The unfortunate truth is that everyone can’t improve. Even when lots of players improve, some don’t. Some
do worse. Others get hurt. Take any two consecutive years and you’ll see that pattern. Like, look to the 2015 Royals championship season, a big step forward over 2014. Some players got better, but not all: Alcides Escobar was worse, Alex Gordon got hurt, Salvador Perez was worse, Jason Vargas got hurt, Omar Infante was worse, Greg Holland got hurt, Danny Duffy was worse.
So when looking ahead to this upcoming season, we have to take into account that it’s just not gonna go the way that we hope it will for certain players. Now, which ones? That’s the real question.
A month ago, my answer would have been clear that Maikel Garcia was the likeliest Royal hitter to regress. Garcia had a breakout 2025, turning in one of the most impressive Royals seasons in recent memory; he hit for average, he had great plate discipline, he hit for power, he fielded like a madman. He turned into an All-Star and arguably the best defensive third baseman in baseball, nabbing his first career Gold Glove.

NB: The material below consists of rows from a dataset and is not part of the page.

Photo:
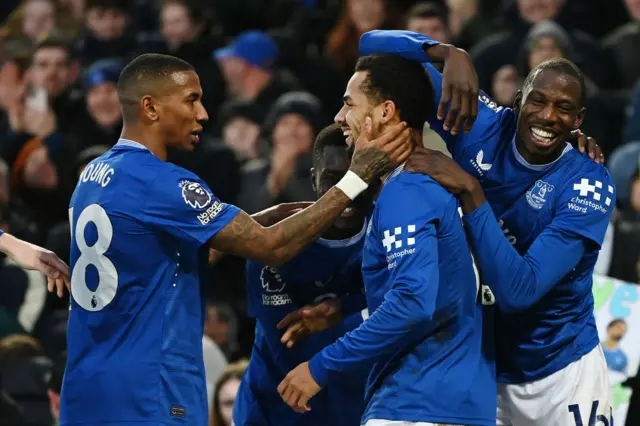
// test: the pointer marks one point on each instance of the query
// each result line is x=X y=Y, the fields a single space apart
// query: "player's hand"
x=298 y=387
x=275 y=214
x=460 y=87
x=32 y=257
x=310 y=319
x=373 y=157
x=448 y=174
x=440 y=167
x=587 y=144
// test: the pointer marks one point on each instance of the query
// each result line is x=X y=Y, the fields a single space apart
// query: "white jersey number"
x=93 y=300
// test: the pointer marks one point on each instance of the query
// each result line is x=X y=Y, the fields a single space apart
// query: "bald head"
x=148 y=75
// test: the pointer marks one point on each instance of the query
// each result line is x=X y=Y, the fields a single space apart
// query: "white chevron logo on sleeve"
x=479 y=158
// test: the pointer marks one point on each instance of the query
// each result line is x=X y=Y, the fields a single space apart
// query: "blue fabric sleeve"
x=351 y=322
x=580 y=222
x=407 y=44
x=353 y=302
x=408 y=305
x=182 y=205
x=411 y=46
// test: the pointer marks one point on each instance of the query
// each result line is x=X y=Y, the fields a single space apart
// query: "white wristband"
x=352 y=185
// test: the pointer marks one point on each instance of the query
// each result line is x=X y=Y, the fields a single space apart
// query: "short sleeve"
x=181 y=204
x=585 y=206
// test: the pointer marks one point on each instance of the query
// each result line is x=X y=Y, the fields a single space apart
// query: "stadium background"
x=280 y=81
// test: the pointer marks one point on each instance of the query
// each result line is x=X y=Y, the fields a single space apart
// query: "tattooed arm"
x=279 y=243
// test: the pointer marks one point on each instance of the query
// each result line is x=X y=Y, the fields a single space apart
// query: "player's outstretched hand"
x=275 y=214
x=298 y=387
x=310 y=319
x=460 y=87
x=440 y=167
x=448 y=174
x=587 y=144
x=32 y=257
x=373 y=157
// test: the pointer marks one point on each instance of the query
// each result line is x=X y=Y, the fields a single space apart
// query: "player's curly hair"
x=561 y=65
x=147 y=74
x=405 y=82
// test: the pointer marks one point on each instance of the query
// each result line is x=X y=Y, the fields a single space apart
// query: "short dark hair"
x=560 y=65
x=616 y=322
x=329 y=136
x=427 y=10
x=120 y=5
x=406 y=83
x=54 y=39
x=146 y=74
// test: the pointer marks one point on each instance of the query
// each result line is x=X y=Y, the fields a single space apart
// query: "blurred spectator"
x=548 y=40
x=625 y=234
x=107 y=31
x=502 y=49
x=221 y=326
x=505 y=84
x=292 y=125
x=24 y=369
x=429 y=19
x=54 y=386
x=622 y=164
x=214 y=364
x=468 y=22
x=632 y=127
x=358 y=17
x=225 y=395
x=622 y=46
x=249 y=67
x=100 y=123
x=240 y=122
x=188 y=31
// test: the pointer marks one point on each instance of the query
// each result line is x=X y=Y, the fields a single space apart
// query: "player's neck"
x=610 y=344
x=337 y=234
x=416 y=137
x=144 y=138
x=538 y=160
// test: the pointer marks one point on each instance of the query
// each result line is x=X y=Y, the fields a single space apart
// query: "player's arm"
x=29 y=256
x=266 y=217
x=520 y=281
x=458 y=84
x=338 y=314
x=409 y=305
x=278 y=243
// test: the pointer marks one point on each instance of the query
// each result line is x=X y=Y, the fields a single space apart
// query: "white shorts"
x=376 y=422
x=578 y=395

But development is not linear, and Garcia has a lot of baseball history that suggests 2025 may be a sort of outlier. Prior to last year, he turned in 1,164 plate appearances where he hit .251/.301/.344–about 20% worse than league average overall. During that time, defensive stats suggested that he was a good-but-not-great third baseman. Garcia’s improvements in 2025 were real, but when you add almost 200 points of OPS in one season there is plenty of room to slide back a bit. Projection systems thought so, too, and they think he’ll be worth three and a half Wins Above Replacement or so as opposed to the five and a half he put up last year.
Now, I’m not so sure.
Maikel Garcia ripped through the World Baseball Classic like he was on a mission of baseball domination. In 28 plate appearances, Garcia hit .385, had three extra base hits, and stole a trio of bases without getting caught. He was big in big moments, as his above home run to bring Venezuela within a run of the imposing Japanese squad shows. And his single to left field against Italy gave his country a 3-2 lead.
At the end Venezuela stood alone, hoisting the World Baseball Classic trophy. And at the end, Garcia stood alone as MVP of the whole tournament.

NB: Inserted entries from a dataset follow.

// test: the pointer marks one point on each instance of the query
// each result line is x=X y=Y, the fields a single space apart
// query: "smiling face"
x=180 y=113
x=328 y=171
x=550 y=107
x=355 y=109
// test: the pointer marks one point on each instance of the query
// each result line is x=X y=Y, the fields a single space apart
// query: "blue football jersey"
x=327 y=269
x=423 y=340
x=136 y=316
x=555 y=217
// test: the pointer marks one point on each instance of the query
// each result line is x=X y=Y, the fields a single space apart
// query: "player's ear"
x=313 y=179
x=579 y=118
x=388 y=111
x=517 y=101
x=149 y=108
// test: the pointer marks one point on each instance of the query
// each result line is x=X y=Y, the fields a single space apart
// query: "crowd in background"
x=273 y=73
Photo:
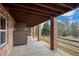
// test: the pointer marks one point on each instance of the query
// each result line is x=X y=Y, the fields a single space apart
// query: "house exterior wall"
x=5 y=50
x=20 y=34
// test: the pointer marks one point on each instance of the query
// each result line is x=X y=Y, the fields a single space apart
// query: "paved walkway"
x=35 y=48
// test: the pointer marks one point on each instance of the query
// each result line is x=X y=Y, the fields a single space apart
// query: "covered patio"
x=30 y=15
x=34 y=48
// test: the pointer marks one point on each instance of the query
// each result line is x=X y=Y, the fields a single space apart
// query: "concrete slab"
x=36 y=48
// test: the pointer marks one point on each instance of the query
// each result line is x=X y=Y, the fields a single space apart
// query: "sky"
x=74 y=15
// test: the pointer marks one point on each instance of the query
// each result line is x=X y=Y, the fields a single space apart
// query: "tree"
x=66 y=26
x=74 y=29
x=46 y=29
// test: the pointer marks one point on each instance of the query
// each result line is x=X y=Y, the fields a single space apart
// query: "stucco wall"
x=5 y=50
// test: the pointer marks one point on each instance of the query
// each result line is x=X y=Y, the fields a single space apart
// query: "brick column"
x=53 y=33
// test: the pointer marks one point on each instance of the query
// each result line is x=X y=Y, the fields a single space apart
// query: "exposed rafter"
x=66 y=5
x=43 y=11
x=25 y=11
x=49 y=7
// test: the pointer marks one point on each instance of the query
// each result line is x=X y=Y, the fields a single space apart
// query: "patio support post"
x=53 y=33
x=38 y=33
x=33 y=32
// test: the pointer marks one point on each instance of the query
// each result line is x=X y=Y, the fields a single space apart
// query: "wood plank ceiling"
x=36 y=13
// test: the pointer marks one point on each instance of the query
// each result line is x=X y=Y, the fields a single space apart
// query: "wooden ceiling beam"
x=25 y=6
x=66 y=5
x=49 y=7
x=26 y=11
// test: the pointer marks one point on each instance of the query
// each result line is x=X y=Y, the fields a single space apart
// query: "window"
x=3 y=30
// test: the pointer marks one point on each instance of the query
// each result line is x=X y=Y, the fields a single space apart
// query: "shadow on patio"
x=36 y=48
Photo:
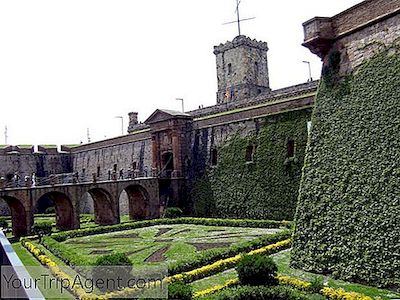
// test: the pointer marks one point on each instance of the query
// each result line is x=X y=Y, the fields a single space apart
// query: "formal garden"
x=205 y=258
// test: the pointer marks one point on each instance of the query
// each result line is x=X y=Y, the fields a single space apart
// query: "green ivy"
x=347 y=220
x=266 y=187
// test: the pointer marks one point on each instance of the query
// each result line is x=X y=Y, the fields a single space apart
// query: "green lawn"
x=282 y=260
x=163 y=243
x=38 y=271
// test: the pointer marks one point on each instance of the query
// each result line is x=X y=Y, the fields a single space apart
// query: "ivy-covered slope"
x=267 y=187
x=348 y=215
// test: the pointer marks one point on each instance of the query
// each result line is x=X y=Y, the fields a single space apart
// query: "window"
x=249 y=153
x=290 y=148
x=214 y=157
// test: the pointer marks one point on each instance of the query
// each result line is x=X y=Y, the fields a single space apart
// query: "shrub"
x=262 y=292
x=62 y=236
x=257 y=269
x=179 y=291
x=41 y=229
x=111 y=267
x=50 y=210
x=317 y=284
x=3 y=223
x=173 y=212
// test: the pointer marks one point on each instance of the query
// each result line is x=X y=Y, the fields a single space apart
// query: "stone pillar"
x=133 y=121
x=176 y=150
x=154 y=149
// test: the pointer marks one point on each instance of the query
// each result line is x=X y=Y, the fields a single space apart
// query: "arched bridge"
x=142 y=193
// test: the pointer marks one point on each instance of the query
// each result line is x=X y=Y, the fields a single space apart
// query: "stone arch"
x=64 y=209
x=20 y=224
x=105 y=212
x=167 y=163
x=138 y=199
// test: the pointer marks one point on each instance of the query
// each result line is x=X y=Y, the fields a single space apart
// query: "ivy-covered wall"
x=266 y=187
x=348 y=215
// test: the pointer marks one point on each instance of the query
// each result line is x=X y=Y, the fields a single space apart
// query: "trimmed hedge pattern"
x=261 y=292
x=266 y=187
x=72 y=258
x=64 y=235
x=349 y=204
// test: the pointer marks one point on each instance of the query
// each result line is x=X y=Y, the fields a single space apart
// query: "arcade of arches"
x=143 y=203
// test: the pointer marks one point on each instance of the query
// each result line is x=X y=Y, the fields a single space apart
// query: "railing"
x=12 y=265
x=73 y=178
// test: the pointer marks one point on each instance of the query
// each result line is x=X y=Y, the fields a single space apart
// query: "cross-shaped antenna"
x=238 y=17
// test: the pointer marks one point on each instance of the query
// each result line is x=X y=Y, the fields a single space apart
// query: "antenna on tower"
x=5 y=135
x=238 y=20
x=88 y=134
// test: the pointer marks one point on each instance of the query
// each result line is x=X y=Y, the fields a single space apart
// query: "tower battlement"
x=242 y=69
x=240 y=40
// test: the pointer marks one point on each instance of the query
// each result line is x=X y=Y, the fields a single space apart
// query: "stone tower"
x=242 y=69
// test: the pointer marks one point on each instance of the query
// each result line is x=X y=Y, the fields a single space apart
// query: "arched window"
x=290 y=148
x=249 y=153
x=214 y=157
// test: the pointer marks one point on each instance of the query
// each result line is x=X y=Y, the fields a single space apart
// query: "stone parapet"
x=240 y=40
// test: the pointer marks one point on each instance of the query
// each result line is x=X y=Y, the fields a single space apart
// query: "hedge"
x=262 y=292
x=224 y=264
x=73 y=258
x=62 y=236
x=266 y=187
x=347 y=221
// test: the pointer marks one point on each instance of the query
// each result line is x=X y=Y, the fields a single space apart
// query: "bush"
x=262 y=292
x=179 y=291
x=317 y=284
x=3 y=223
x=173 y=212
x=50 y=210
x=41 y=229
x=62 y=236
x=257 y=269
x=111 y=267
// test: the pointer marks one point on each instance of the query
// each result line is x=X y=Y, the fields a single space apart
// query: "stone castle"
x=325 y=153
x=242 y=157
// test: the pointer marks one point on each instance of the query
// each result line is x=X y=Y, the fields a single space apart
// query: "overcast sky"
x=66 y=66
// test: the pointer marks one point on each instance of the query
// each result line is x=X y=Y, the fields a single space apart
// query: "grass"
x=38 y=272
x=181 y=241
x=282 y=259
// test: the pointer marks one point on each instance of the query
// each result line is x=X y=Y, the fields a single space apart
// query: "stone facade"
x=242 y=69
x=168 y=142
x=357 y=33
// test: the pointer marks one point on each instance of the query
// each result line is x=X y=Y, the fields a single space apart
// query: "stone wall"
x=128 y=152
x=356 y=30
x=348 y=206
x=242 y=69
x=362 y=45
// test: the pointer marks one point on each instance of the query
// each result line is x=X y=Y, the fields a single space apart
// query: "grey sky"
x=66 y=66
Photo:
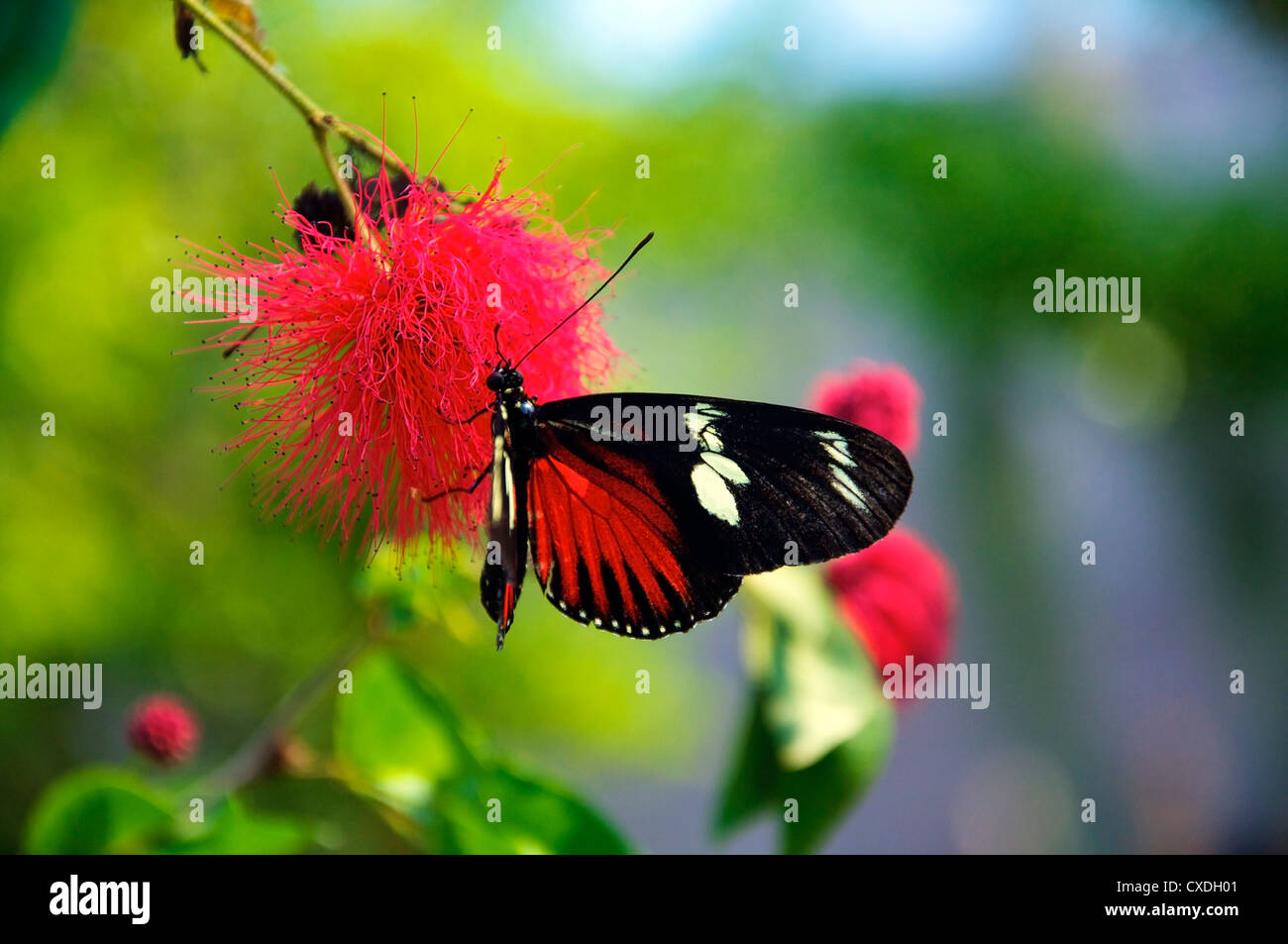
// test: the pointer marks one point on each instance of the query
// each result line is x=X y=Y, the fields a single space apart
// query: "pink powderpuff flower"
x=374 y=352
x=900 y=597
x=163 y=729
x=879 y=397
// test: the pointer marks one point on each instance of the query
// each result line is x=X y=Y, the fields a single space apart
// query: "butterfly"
x=642 y=513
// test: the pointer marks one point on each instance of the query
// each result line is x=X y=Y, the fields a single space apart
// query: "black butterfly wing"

Being a good baseball analyst means trusting the numbers and knowing the red flags, and the red flag of the nation of Small Sample Size waves clearly here. That’s because 28 plate appearances is basically nothing in the context of baseball. To trust those plate appearances more than years of recent history would simply be bad analysis.

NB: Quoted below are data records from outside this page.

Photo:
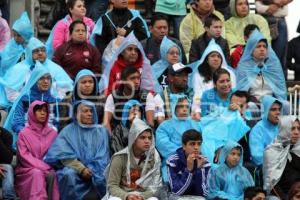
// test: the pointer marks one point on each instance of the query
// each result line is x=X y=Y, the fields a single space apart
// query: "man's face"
x=179 y=80
x=159 y=29
x=44 y=83
x=143 y=142
x=18 y=38
x=85 y=115
x=86 y=85
x=241 y=102
x=214 y=61
x=274 y=113
x=79 y=33
x=39 y=54
x=233 y=158
x=182 y=109
x=173 y=55
x=133 y=81
x=295 y=133
x=260 y=51
x=242 y=8
x=215 y=29
x=120 y=3
x=205 y=5
x=130 y=54
x=192 y=147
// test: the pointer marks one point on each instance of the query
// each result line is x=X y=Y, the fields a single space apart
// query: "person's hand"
x=196 y=116
x=121 y=31
x=190 y=161
x=134 y=197
x=2 y=172
x=272 y=9
x=86 y=174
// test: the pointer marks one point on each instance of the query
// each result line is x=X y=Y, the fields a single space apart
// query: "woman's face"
x=173 y=55
x=78 y=10
x=295 y=133
x=134 y=112
x=223 y=84
x=214 y=60
x=242 y=8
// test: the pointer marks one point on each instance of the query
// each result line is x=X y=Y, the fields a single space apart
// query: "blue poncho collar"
x=271 y=70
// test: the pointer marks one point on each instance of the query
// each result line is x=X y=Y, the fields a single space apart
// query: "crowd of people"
x=111 y=106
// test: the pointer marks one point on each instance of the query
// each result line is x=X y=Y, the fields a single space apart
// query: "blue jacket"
x=184 y=182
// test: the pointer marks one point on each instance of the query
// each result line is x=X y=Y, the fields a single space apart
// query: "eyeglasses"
x=43 y=50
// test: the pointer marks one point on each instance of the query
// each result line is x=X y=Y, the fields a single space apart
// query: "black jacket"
x=199 y=45
x=152 y=49
x=119 y=18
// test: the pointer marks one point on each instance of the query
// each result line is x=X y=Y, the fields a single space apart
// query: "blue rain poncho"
x=17 y=116
x=271 y=71
x=89 y=145
x=16 y=81
x=169 y=133
x=13 y=51
x=146 y=74
x=263 y=133
x=219 y=127
x=278 y=154
x=159 y=67
x=196 y=81
x=226 y=182
x=211 y=100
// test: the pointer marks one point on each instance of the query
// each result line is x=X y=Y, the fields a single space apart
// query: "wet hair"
x=128 y=71
x=70 y=5
x=40 y=107
x=204 y=68
x=217 y=74
x=158 y=17
x=251 y=192
x=249 y=28
x=74 y=23
x=210 y=19
x=241 y=94
x=191 y=135
x=294 y=190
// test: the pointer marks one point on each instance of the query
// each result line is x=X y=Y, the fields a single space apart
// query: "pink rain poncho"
x=31 y=171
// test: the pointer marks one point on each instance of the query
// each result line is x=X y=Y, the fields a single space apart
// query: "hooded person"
x=219 y=127
x=169 y=133
x=265 y=131
x=264 y=77
x=13 y=82
x=281 y=167
x=81 y=154
x=39 y=87
x=33 y=143
x=15 y=49
x=234 y=26
x=135 y=170
x=85 y=87
x=202 y=76
x=120 y=60
x=230 y=179
x=170 y=53
x=119 y=137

At the same time, we don’t pit spreadsheets against each other to see who wins. Athletes are humans first, and humans are messy. We’re anxious. We doubt. We have confidence, we lack confidence, we seek confidence. We’re often equal parts brilliant and broken. And because athletes are complicated human beings, raw athleticism only goes so far. There’s a certain X-factor, a je ne sais quoi, a secret ingredient, that often drives athletic success.
And you know what? I think Maikel Garcia has it, whatever it is. He’s certainly got the tools while having plenty of room to grow–specifically in regard to barrel rate and bat speed. But that’s not just it. His performance in the World Baseball Classic is one intriguing point. His passion for the game is another, that his teammates rave about him as a player and person one more. And Garcia’s dedication to learning and mastering English is one of those things that reflects underlying and enduring positive traits, too.
I still wouldn’t be surprised if Garcia isn’t quite as good as his career year in 2025. But my intuition tells me that Garcia still has it in him to take another big step next year. If that happens, the Royals’ opponents need to watch out.